Lead and Lag Built In Functions
Published: Nov 06, 2016
These aren’t new functions as they were brought in for SQL 2012, but I was using them the other day in a SQL 2014 environment and the person I was talking to at the time had never heard of them, so I thought I’d make mention of them here in case other people hadn’t heard of them either.

These are basically functions along the same line as RANK and ROW_NUMBER in that they take an OVER clause.

Their purpose is to basically prevent self-join queries when comparing datasets to themselves.

Sounds confusing, but you’ll see what I mean…

Using my extended AdventureWorks (as usual) we want to compare the total sales amount for each day with the respective previous days total sales amount.

Basically we want to do something like this:

use AdventureWorks2014
go

if object_id('tempDB..#orders') is not null
  
drop table #orders

select row_number() over(order by orderDate) id,
      
orderDate, sum(TotalDue) totalDue
into #orders
from sales.SalesOrderHeaderEnlarged
group by orderDate
go

select o.OrderDate, o.totalDue dayTotalDue, o1.totalDue previousDayTotalDue
from #orders o
join #orders o1
on o.id = o1.id + 1
order by o.id


What we’re interested in is the last query which produces our results by performing a self-join on the temporary orders table.

This can be quite a heavy task (in this case not because it’s a small table of only around 2000 records, but it will still demonstrate performance well enough).

We’re joining the table to itself:

And in this case we’re scanning the orders table twice (makes sense) and we also require two internal tables to be created and used in the background…

So how else could we write this?

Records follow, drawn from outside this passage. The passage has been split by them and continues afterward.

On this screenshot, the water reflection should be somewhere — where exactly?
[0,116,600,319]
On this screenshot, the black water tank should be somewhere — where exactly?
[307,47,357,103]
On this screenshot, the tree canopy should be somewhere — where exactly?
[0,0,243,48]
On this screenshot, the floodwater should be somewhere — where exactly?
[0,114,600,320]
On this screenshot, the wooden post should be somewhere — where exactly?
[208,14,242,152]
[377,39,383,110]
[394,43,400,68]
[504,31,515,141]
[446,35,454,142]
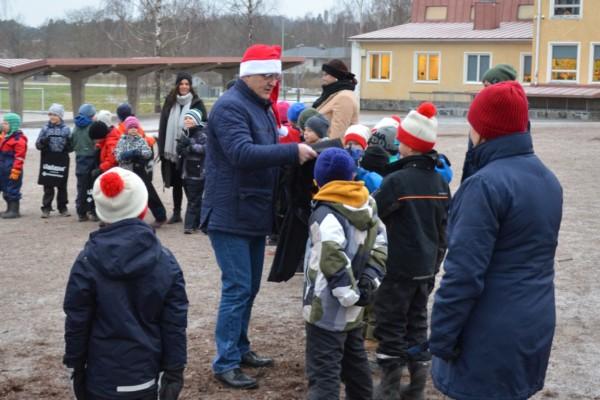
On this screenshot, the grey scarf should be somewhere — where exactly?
[164,92,193,163]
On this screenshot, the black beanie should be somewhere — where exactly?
[360,144,390,176]
[88,121,109,140]
[175,71,192,86]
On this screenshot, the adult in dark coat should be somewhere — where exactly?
[158,72,208,224]
[201,45,316,389]
[430,82,562,400]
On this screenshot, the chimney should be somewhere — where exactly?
[473,0,500,30]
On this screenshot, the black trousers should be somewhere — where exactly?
[183,179,204,229]
[306,324,373,400]
[42,183,69,211]
[374,277,433,364]
[75,173,96,216]
[133,165,167,222]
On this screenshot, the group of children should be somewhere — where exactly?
[0,103,206,234]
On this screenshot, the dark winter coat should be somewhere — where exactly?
[158,95,208,187]
[202,79,298,236]
[64,219,188,399]
[179,126,206,181]
[35,121,73,153]
[373,152,450,279]
[430,133,562,400]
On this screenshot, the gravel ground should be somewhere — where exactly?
[0,119,600,400]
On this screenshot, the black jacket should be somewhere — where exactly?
[373,153,450,279]
[63,218,188,399]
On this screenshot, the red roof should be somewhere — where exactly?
[350,22,533,42]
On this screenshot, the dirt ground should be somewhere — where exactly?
[0,119,600,400]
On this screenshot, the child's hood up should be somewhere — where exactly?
[86,218,162,279]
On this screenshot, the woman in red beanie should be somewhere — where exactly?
[429,81,562,400]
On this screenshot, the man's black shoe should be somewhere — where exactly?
[242,351,273,368]
[215,368,258,389]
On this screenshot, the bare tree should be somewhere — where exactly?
[228,0,266,46]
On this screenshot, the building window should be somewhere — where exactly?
[521,53,531,83]
[425,6,448,21]
[465,53,492,83]
[550,44,579,81]
[550,0,582,18]
[592,44,600,83]
[369,52,392,81]
[415,52,440,82]
[517,4,533,20]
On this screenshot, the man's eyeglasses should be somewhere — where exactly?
[259,74,281,81]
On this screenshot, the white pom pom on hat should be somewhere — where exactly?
[397,102,438,153]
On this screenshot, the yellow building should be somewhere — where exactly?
[350,0,600,118]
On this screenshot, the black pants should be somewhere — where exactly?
[42,183,69,211]
[133,165,167,222]
[306,324,373,400]
[75,173,96,216]
[374,278,432,364]
[183,179,204,229]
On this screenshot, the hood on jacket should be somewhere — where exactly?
[86,218,162,279]
[314,181,377,231]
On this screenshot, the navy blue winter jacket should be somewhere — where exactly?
[64,219,188,399]
[201,79,298,236]
[430,133,562,400]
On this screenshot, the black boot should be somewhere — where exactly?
[167,210,182,224]
[402,361,430,400]
[373,360,404,400]
[2,200,21,219]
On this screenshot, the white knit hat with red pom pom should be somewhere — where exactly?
[92,167,148,224]
[240,44,281,78]
[397,102,438,153]
[344,124,371,150]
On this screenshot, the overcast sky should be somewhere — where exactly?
[0,0,339,26]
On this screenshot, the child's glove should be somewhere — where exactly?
[8,168,21,181]
[356,274,379,307]
[121,149,142,161]
[71,368,86,400]
[158,368,183,400]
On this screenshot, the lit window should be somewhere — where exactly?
[465,54,491,83]
[550,44,578,81]
[415,53,440,82]
[592,44,600,82]
[425,6,448,21]
[551,0,581,17]
[369,52,392,81]
[517,4,533,20]
[521,54,531,83]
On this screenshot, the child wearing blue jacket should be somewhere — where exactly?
[63,167,188,400]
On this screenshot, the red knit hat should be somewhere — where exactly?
[397,102,437,153]
[467,81,529,139]
[240,44,281,128]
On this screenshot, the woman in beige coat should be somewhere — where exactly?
[313,59,358,139]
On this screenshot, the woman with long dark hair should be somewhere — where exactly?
[313,59,358,139]
[158,72,208,224]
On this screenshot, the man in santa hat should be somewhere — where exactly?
[201,44,316,389]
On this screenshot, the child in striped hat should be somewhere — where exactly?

Well the easiest way is using LAG:

select OrderDate, totalDue dayTotal,
      
lag(totalDue, 1) over(order by orderDate) previousDayTotalDue
from #orders
order by id


For reference, the column in the lag function itself is the column we want to align, in this case totalDue. And the number 1 means that we want to shift it by 1 row. If we placed 2 there we could compare each date’s totals to those 2 days prior.

Hopefully that makes sense.

Well this is the outcome of this query:

It’s much longer, but you can see that we only hit the #orders table once.

As we expected… we just scanned the table once, therefore halving the reads and we also only used 1 internal table. Therefore this is much more efficient.

Let’s now consider something else… let’s compare each day to the day before and the following day…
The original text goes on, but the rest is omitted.